Running this site, I get contacted by various filmmakers and distributors asking me to review films. In the case of Who’s Watching Oliver, I was contacted by lead actor/co-writer Russell Geoffrey Banks who forwarded me a screener. Watching so many horror films in this job, you end up a bit jaded after a while – many of them blur into a sameness and you end up searching for nuggets of originality in between the mediocrity. It becomes a considerable surprise when you get something that breaks with expectation.

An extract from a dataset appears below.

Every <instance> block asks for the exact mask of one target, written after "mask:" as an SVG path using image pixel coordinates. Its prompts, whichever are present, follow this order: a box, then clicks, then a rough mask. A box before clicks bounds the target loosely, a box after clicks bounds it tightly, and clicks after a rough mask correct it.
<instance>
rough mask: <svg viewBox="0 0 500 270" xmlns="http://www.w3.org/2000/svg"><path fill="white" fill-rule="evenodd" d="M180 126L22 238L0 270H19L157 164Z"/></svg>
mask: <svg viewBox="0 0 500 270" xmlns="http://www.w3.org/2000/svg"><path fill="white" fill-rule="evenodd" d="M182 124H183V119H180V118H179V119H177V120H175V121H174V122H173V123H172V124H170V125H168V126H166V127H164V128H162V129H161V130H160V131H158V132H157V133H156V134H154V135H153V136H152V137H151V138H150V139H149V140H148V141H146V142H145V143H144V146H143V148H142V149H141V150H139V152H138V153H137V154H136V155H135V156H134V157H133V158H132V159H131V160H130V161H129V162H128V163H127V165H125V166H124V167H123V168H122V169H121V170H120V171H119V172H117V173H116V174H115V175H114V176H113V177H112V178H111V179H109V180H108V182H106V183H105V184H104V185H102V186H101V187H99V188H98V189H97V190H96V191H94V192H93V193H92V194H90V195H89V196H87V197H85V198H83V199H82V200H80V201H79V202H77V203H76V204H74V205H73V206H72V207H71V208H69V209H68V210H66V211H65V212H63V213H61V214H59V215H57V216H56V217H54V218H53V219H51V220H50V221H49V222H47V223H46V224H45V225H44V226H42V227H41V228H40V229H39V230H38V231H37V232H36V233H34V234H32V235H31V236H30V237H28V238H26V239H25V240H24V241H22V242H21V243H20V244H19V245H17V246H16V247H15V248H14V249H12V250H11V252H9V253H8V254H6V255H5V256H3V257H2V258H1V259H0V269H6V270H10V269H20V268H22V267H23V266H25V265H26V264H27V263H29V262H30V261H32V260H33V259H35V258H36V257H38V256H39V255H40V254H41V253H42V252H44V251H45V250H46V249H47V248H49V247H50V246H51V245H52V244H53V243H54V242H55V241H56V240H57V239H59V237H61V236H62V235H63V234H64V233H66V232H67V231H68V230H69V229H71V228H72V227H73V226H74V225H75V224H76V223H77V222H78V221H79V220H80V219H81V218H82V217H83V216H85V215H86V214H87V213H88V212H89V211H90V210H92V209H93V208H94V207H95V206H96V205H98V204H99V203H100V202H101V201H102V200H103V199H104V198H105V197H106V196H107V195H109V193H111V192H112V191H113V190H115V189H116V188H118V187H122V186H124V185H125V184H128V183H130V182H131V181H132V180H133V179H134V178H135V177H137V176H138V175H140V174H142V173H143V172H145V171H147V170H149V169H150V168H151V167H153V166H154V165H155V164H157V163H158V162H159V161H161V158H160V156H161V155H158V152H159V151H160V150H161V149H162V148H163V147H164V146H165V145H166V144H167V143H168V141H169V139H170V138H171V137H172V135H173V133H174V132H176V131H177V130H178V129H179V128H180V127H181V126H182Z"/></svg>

Russel Geoffrey Banks in Who's Watching Oliver (2017)
Russel Geoffrey Banks as Oliver

The opening of the film leaves you bewildered. We are introduced to Russell Geoffrey Banks’s Oliver just after he has arrived in Thailand. He’s outfitted like some supporting character from an episode of The Sweeney (1975-8) – in hornrims, greased-backed hair, short-sleeved shirt and pants cuffs that are several inches too short, and walks with a perpetually hunched over gait. (He even wears a socks and shorts combination at one point). He also comes with a lack of social graces that would rank high on the Gilliam Asperger’s scale – it becomes painful watching him trying to negotiate even normal conversations.

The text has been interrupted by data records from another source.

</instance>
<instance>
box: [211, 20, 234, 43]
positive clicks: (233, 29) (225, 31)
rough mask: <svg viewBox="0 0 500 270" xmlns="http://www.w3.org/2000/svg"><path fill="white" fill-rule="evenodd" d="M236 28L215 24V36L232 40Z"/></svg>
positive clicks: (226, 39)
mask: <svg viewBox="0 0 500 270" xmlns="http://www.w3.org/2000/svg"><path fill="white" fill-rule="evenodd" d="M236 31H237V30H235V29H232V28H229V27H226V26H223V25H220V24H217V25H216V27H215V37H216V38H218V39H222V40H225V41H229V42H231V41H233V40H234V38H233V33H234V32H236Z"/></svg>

Not long in, there is a rather perverse scene that grabs your attention in which Banks lures a girl (Kelly Woodcock) that he meets in a bar back to his apartment with the promise of drugs and then has sex with her while his mother (Margaret Roche) watches via laptop webcam, urging him on with invocations like “fuck her dirty little ass”, before he slits the girl’s throat. Afterwards, Roche even orders him to clean up the mess and go to bed. There is similar uncomfortable perverseness in later scenes where Margaret Roche berates and browbeats Banks, demanding he whack off for her in front of the webcam.

The film left me with an appreciation for Russell Geoffrey Banks who had not registered on my radar before this. The ability he has to create a persona and live in it from the inside out is the sort of thing that actors are meant to do. This is what you define as a watershed role and I hope that Who’s Watching Oliver gets the kudos it deserves and it springboards to greater exposure for him.

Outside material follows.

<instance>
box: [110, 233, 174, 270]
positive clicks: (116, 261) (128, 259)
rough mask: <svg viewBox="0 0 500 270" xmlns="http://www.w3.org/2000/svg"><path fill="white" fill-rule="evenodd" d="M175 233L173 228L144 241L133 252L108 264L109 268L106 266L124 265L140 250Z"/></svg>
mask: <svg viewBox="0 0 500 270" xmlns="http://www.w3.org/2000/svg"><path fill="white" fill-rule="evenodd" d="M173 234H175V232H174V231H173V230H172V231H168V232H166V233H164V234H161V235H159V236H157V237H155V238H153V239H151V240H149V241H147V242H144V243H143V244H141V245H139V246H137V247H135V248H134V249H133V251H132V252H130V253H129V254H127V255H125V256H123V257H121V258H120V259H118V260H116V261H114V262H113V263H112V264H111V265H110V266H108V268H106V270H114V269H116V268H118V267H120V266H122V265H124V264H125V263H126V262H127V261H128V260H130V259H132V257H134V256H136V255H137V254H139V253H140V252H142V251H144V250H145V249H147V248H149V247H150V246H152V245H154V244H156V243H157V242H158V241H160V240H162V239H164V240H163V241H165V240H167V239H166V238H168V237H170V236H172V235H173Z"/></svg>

Russell Geoffrey Banks and Sara Malakul Lane in Who's Watching Oliver (2017)
Perverse romance – Russell Geoffrey Banks and Sara Malakul Lane

Not long after we are introduced to Banks’s Oliver, Sara Malakul Lane enters the picture. I had seen Lane (who is half-Thai herself but could easily pass for the American girl she is cast as) in assorted low-budgets films such as Sharktopus (2010), Pernicious, Jurassic City (2015), Shark Lake (2015), Halloween Pussy Trap Kill Kill (2017) and King Arthur and the Knights of the Round Table, where she has always impressed as being capable of more than the standard parts she has been cast in. Who’s Watching Oliver left me with a newfound respect for her. Richie Moore shoots her with a radiant beauty and natural elegance. You actually warm to such a socially awkward character as Oliver and root for him as we see him becoming attached to her and fighting against the control of his mother. The film reaches an oddly touching ending (although if you watch to the mid-credits scene, this has a none-too-happy epilogue).

This is a film that draws you into a perverse headspace. One of the baffling things about it comes once Sara Malakul Lane is drawn to Banks and spies on him – despite seeing him kill others, all that she get upset at is seeing him with another woman. At one point, she walks in on him standing over a bloodied corpse and the only reaction she has is one of romantic reconciliation.

What adds to the perverse state of mind is that the film is scored with jaunty big band music that is often wildly at odds with the grim scenes of watching Banks carve up and dispose of bodies. Or the encounters between Banks and Lane in the Dream Land amusement park, which adds a level of surreal banality with its train rides, slides and sinisterly happy animal-head rides.